Channel9.id-Jakarta. Kematian pasien positif COVID-19 umumnya disebabkan oleh akumulasi paparan polusi udara. Demikian penjelasan Peneliti Perubahan Iklim dari Universitas Indonesia Budi Haryanto.
Budi mengatakan, kondisi polisi tinggi memicu gangguan paru penyerta (komorbiditas) seperti ISPA, Asma, dan penyakit lainnya. Oleh karenanya, sistem kekebalan tubuh tidak bisa menangkal virus corona SARS-CoV-2. Tak pelak bila kondisinya semakin buruk, setelah terinfeksi.

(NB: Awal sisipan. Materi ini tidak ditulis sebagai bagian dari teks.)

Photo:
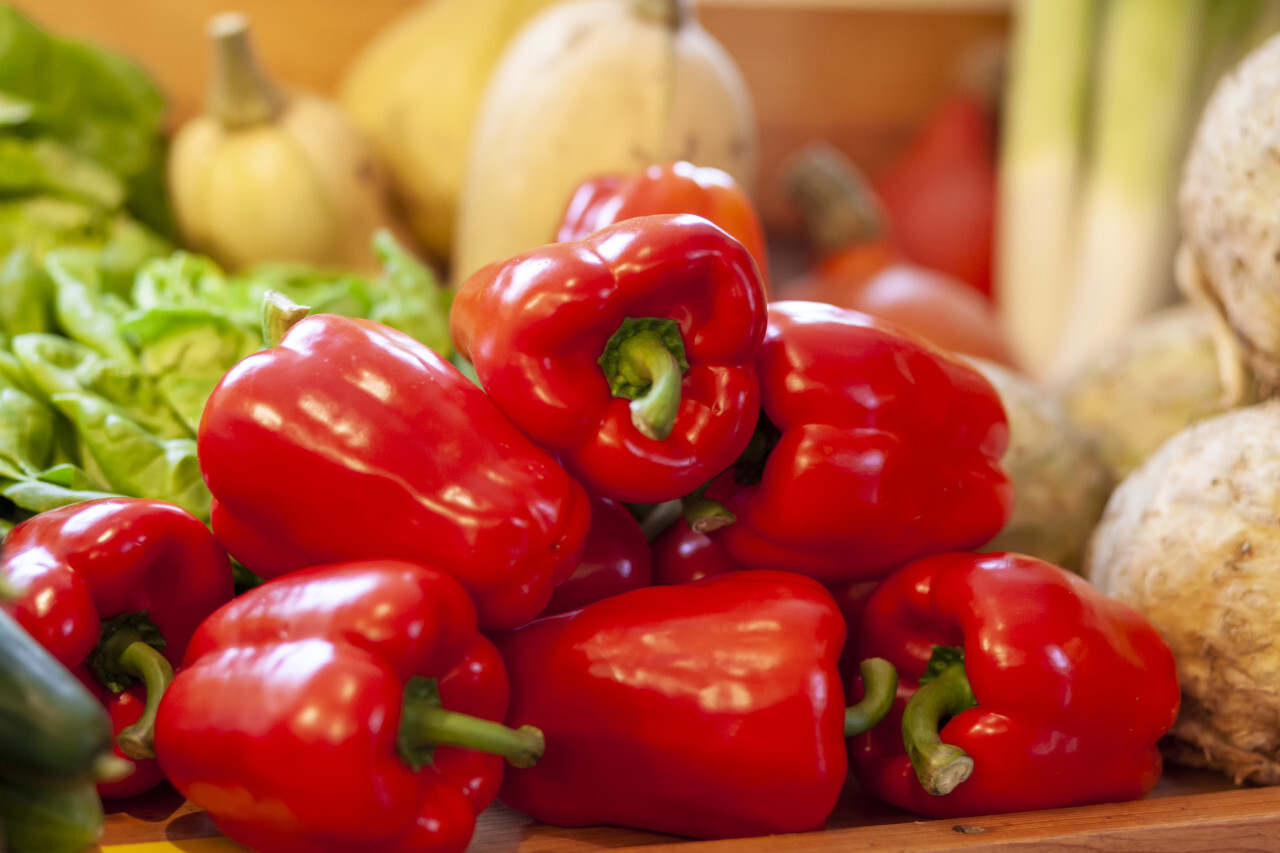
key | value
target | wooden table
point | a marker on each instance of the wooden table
(1189, 811)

“Tidak seratus persen imunitas tubuh bisa melawan COVID dibanding dengan orang yang tidak punya komorbiditas. Orang yang sehat terus kemudian terkena virus, seratus persen dari imun tubuh bisa melawannya. Sehingga terlihat ketika ada penyakit bawaan, penderita akan menjadi parah ketika terkena COVID-19,” terangnya, Kamis (30/4).
Diketahui sebelumnya, Juru Bicara Pemerintah untuk penanganan Covid-19 Achmad Yurianto pun menyampaikan pasien positif COVID-19 yang meninggal di Indonesia rata-rata memiliki penyakit penyerta.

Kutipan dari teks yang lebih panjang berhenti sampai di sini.